Nous entrons, pour quelques décennies, dans un cycle de « refroidissement global ». PRÉPAREZ-VOUS…
Je vous traduis ici l’exposé théorique et scientifique de David Dilley, ancien météorologue du NOAA (National Oceanic and Atmospheric Administration), aujourd’hui scientifique senior à l’institut Global Weather Oscillations Inc. Voici un résumé qui, je l’espère, vous éclairera sur une réalité climatique en cours qui, sans nul doute, fait ses preuves sur nos thermomètres depuis plusieurs jours!

L’augmentation et la diminution du dioxyde de carbone est directement liée aux cycles d’alternance de réchauffement global, de pause des températures et de périodes glaciaires. Ces cycles consistent en une hausse des températures globales pendant quelques années, accompagnée d’une hausse du dioxyde de carbone, suivie par une période de pause ou de refroidissement global, lequel amène avec lui une chute « proportionnelle » du dioxyde de carbone.

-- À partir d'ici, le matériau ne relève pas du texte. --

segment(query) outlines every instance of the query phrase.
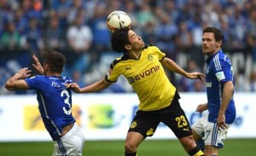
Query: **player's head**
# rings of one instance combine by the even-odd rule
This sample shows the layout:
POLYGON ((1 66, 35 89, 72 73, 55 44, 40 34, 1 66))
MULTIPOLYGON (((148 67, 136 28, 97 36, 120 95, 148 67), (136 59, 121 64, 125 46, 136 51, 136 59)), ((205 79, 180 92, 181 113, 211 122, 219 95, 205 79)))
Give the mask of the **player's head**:
POLYGON ((206 27, 203 30, 203 34, 206 32, 212 32, 213 33, 214 36, 214 39, 216 42, 222 42, 224 39, 224 36, 222 34, 222 32, 217 29, 216 27, 206 27))
POLYGON ((44 55, 44 68, 47 65, 47 70, 55 73, 61 73, 66 63, 66 56, 60 52, 49 50, 44 55))
POLYGON ((221 49, 223 34, 215 27, 206 27, 203 30, 202 49, 207 55, 212 55, 221 49))
POLYGON ((118 53, 142 50, 144 42, 135 32, 128 27, 123 27, 115 31, 111 38, 112 48, 118 53))

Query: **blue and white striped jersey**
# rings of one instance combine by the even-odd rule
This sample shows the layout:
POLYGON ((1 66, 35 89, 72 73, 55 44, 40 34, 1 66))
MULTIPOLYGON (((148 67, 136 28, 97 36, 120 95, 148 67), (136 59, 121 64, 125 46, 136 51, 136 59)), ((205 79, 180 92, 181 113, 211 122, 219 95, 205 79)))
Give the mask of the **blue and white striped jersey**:
POLYGON ((26 78, 30 90, 36 90, 39 111, 44 126, 53 140, 59 138, 62 128, 75 122, 72 115, 71 90, 65 84, 70 83, 67 77, 35 76, 26 78))
MULTIPOLYGON (((208 100, 208 121, 217 123, 218 110, 222 102, 224 84, 232 81, 234 85, 234 72, 229 57, 219 50, 207 60, 206 86, 208 100)), ((227 124, 232 124, 236 118, 236 107, 232 96, 225 112, 227 124)))

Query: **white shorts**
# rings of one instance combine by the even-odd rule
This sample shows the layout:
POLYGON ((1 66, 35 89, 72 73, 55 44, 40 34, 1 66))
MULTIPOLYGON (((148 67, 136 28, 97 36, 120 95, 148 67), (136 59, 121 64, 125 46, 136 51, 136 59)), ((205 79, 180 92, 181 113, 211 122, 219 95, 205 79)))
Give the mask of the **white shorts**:
POLYGON ((53 156, 82 155, 84 136, 79 126, 74 124, 73 128, 59 140, 54 142, 53 156))
POLYGON ((218 129, 216 123, 208 122, 208 113, 204 114, 193 125, 192 129, 205 140, 205 145, 223 147, 230 124, 226 124, 227 129, 218 129))

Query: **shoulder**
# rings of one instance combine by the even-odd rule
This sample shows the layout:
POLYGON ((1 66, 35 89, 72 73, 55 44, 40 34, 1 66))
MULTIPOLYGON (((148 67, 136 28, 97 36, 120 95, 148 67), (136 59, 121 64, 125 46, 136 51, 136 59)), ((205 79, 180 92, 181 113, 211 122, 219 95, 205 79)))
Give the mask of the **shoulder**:
POLYGON ((159 48, 156 47, 156 46, 155 46, 154 43, 150 43, 149 44, 146 45, 146 46, 144 47, 144 49, 147 49, 147 50, 153 50, 153 51, 155 51, 155 50, 160 51, 160 50, 159 49, 159 48))

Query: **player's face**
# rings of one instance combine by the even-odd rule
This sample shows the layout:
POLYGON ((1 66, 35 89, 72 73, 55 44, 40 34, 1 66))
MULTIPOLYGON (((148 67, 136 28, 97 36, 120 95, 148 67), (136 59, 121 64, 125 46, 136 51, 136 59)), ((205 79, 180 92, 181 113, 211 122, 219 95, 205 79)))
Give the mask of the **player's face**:
POLYGON ((130 30, 128 32, 128 38, 131 43, 131 49, 141 50, 145 47, 145 43, 142 39, 142 37, 137 36, 133 31, 130 30))
POLYGON ((212 32, 205 32, 202 37, 203 54, 212 55, 220 49, 221 42, 216 42, 212 32))

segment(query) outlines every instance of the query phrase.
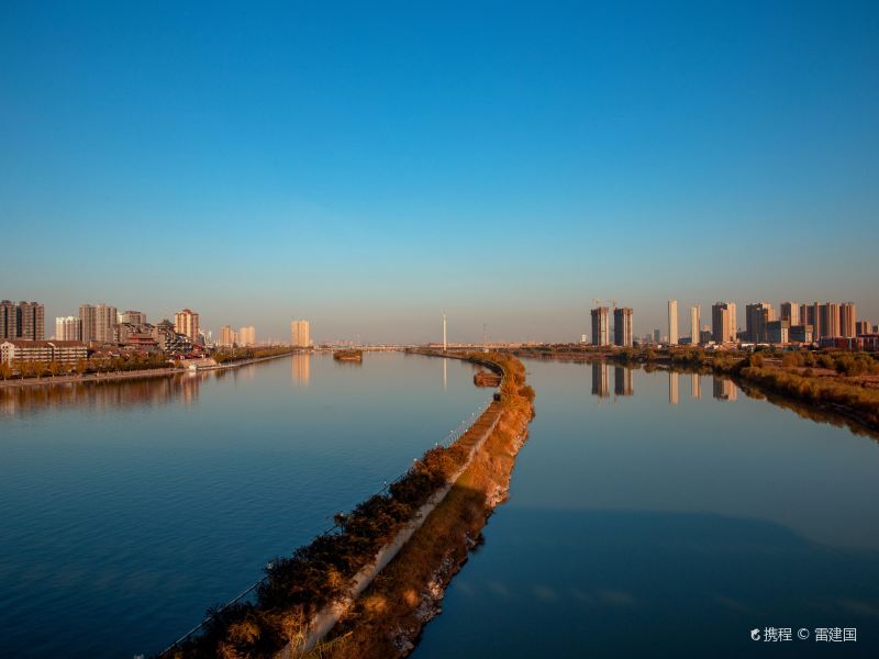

Les mesures de dioxyde de carbone suivent l’élévation de la température globale, elles augmentent à la suite de la hausse des températures, il n’est donc pas responsable de l’élévation de la température, mais ce sont les températures globales qui suscitent l’augmentation du dioxyde de carbone. Le dioxyde de carbone qui est relié à l’augmentation des températures est, sans contredit, D’ORIGINE NATURELLE et non pas d’origine humaine.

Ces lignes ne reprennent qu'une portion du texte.